Is that why you post about autism alot?

Google even gives a nice root etymology.

Yeah, and if you read you'd know that it comes from "covenant" and "belie".

Belie is to give false appearance.

Covenant refers to the biblical covenant.

The root word for warlock meant someone that made a deal with the devil, or someone that gave the false appearance of a Christian since back in the day you were either Christian or in league with Satan.

Next time read literally the next few words in the Google entomology result and maybe even google both words just in case you don't u sweat and their context or meaning.

Fucking hell, Indiana Jones and the Raiders of the Lost Ark. What the fuck is the Ark's full name?

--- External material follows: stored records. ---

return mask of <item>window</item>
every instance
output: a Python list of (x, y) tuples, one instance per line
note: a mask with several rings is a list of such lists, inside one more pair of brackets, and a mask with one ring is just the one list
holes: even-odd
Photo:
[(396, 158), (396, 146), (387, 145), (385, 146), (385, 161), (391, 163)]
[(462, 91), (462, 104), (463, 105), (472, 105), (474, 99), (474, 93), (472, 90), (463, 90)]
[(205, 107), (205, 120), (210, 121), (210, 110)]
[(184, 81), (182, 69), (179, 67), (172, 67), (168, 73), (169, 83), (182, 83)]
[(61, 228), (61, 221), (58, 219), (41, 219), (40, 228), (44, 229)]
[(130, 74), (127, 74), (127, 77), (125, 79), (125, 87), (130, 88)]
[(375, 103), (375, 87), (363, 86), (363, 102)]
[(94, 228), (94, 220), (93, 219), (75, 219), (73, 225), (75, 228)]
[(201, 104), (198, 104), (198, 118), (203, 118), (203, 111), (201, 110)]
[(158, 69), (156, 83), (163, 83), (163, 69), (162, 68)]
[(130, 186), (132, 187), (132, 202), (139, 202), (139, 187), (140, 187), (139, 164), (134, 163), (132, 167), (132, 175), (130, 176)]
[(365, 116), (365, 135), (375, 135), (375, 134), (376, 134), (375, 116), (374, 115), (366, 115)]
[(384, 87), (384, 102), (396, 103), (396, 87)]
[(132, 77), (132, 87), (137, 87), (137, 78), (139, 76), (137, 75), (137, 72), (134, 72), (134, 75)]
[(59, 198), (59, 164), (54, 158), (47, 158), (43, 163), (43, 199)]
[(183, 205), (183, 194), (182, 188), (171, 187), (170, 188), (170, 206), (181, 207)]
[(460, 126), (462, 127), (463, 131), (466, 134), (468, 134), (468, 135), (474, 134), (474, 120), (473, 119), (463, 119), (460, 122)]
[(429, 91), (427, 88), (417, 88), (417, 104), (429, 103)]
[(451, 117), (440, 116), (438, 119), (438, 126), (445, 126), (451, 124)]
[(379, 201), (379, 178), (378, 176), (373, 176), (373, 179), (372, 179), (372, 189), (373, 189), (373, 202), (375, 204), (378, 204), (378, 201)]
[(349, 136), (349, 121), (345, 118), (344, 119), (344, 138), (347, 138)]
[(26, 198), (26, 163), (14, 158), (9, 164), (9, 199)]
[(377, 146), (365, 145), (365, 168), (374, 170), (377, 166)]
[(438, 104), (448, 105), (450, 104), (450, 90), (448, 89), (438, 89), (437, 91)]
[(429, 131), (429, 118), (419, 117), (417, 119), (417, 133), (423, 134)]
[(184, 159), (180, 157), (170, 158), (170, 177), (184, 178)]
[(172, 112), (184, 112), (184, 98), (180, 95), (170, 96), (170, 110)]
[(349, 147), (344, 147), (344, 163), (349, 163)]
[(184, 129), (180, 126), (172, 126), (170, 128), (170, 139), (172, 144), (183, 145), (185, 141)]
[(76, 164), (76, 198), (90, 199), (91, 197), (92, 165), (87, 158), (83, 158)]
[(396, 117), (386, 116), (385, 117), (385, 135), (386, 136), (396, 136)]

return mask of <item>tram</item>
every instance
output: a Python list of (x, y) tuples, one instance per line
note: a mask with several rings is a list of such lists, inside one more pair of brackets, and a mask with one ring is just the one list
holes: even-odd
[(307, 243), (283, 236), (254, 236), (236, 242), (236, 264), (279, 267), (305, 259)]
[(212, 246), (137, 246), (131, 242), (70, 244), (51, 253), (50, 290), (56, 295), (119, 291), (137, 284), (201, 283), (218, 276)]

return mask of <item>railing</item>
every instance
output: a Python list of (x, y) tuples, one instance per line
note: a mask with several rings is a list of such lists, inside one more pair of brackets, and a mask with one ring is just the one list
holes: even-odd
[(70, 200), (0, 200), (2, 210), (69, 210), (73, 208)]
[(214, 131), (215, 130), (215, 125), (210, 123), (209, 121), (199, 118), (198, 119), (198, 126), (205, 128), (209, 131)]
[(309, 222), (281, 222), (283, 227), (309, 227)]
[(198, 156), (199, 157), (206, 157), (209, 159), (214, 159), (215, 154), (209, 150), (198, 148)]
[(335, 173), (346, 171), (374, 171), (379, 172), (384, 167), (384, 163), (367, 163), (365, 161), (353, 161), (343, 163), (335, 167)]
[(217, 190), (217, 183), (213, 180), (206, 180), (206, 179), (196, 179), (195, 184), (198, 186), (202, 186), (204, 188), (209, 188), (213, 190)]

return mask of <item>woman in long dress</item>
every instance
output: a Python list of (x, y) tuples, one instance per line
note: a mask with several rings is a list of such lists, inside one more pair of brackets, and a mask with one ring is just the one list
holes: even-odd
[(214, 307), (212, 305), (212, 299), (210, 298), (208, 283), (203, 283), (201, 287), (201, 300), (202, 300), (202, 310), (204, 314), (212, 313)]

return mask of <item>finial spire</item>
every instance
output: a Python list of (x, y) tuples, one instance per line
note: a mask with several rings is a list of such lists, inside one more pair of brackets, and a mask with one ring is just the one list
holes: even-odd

My spelling got all fucked up, but the point stands. The root words specifically refer to someone making a deal with the devil, and not a "contract denier".

Mr. Ark Arkinson?

Given that Old English pre-dates the Christianisation of England, I think it's a little presumptive to assume that the only context this specific translation of waer can be taken in is a Biblical one. You're basically assuming that they had no word for "oathbreaker" until the Bible taught them it. And given that stories like Cynewulf and Cyneheard show us that concepts such as treachery definitely existed back then, and that keeping your word was SUPER-important in the pre-Christian warrior culture, I really doubt that they DIDN'T have a word for someone who didn't keep their word. (Seriously, Cynewulf and Cyneheard contains a quintuple negative used to show how much the soldiers wanted to keep their word; the idea of "didn't do nothing" linguistic construction, stacking negatives on negatives to emphasise and strengthen the negativity, is super-old.)

The relationship between Christianity and Old English is actually pretty fucked because of how so many of our knowledge of the language comes from Christian sources - Old English glosses of the Latin bible, for instance, are one of the big sources. These aren't full sentence translations, but rather word-for-word ones, (like putting "dog" under the word "chien" in a French text) so if someone put "waer" under the Latin for "covenant", that just means that's the closest he could find in Old English for the term - not that it's the only meaning of waer, or even the only meaning of covenant. Going back to the dog example, if someone put the word "poodle" under chien then that might not be entirely accurate as a translation; there also might be the context of dog being used insultingly ("son of a bitch" and all that) so word-for-word glosses are kind of difficult to base an argument on.

Yours sincerely, someone who has studied the fragmented and over-stratified remnants of Old English, and translation.

And what is the end goal of most Warlocks? Be free of their pact but keep the boons.

That's interesting, but in regards to the current topic, this link may be illuminating.

etymonline.com/index.php?term=warlock

>Warlocks are wizards
Wrong. Unless you're talking about some system other than D&D, in which case please specify.

en.wikipedia.org/wiki/Etymological_fallacy

Yes and left-wingers in America are called "liberals". Orthodox Christiantity competes with Catholic Christianity; Catholic is another word for Orthodox. Punks, the sometimes violent radical non-conformists of music, are named for slang for wimpy serial rape victims in prison.

Sword, schism, and science all have the same indo-european root. Torpenhow Hill in england developed its name by accretion: it translates in various languages as hillhillhill Hill. Intercourse used to mean conversation, conversation used to be a euphemism for sex.

Etymologies lead to some strange results.

>implying WotC gives a shit about etymology

They are using the word warlock as gender neutral form of witch, like other fictional works do

Except witches never make any deals with the devil (don't believe church, they are all spoiled faggots). If anything, they are closer to druids, but instead of interacting with animals and plants they are interact with nature as whole, including non-living stuff like mountains and lakes and all this shit. More often, though, they just use common sense and basic herbal lore rather than any kind of magic.

I'd push for a Celestial pact Warlock.

>witch
No, they are using the traditional definition since it is a class that makes a deal with fey, Devils, elder gods, or undead

>etymonline.com/index.php?term=warlock

So it was Oathbreaker > In league with the devil > Male Witch?

>Old English pre-dates the Christianisation of England
What? No, OE as conventionally defined is a written language, the only pagan text we have in OE is a very short healing charm and the language was not written in anything but epigraphic form until the Christianization of England. You are correct about it being a more general word for traitor which is plainly evident from its lack of cognates in other Germanic languages and the presence of a masculine form of "witch" (wicca, as it were) in OE.

>witches never make any deals with the devil
AHAHAHAHAHAHAHAHA no.

I bet you think werewolves don't either.

>What the fuck is the Ark's full name?

Ark J. Schwarzburg-Sondershausen, but nobody ever asks.

>They are using the word warlock as gender neutral form of witch
But witch is a gender neutral term in the first place.

Wow. Someone's learned all they know about folklore from The Mists of Avalon.

>Warlocks are wizards

They should be a subclass at best.

>implying I even know what are you talking about
If you want to accuse me of plagiarism you'd better use discworld.

Warlocks making deals with other powers comes from the idea of a Warlock's oath to the Devil breaking their covenant to the Judeau-christian God.

That was its general meaning since the christianization of England.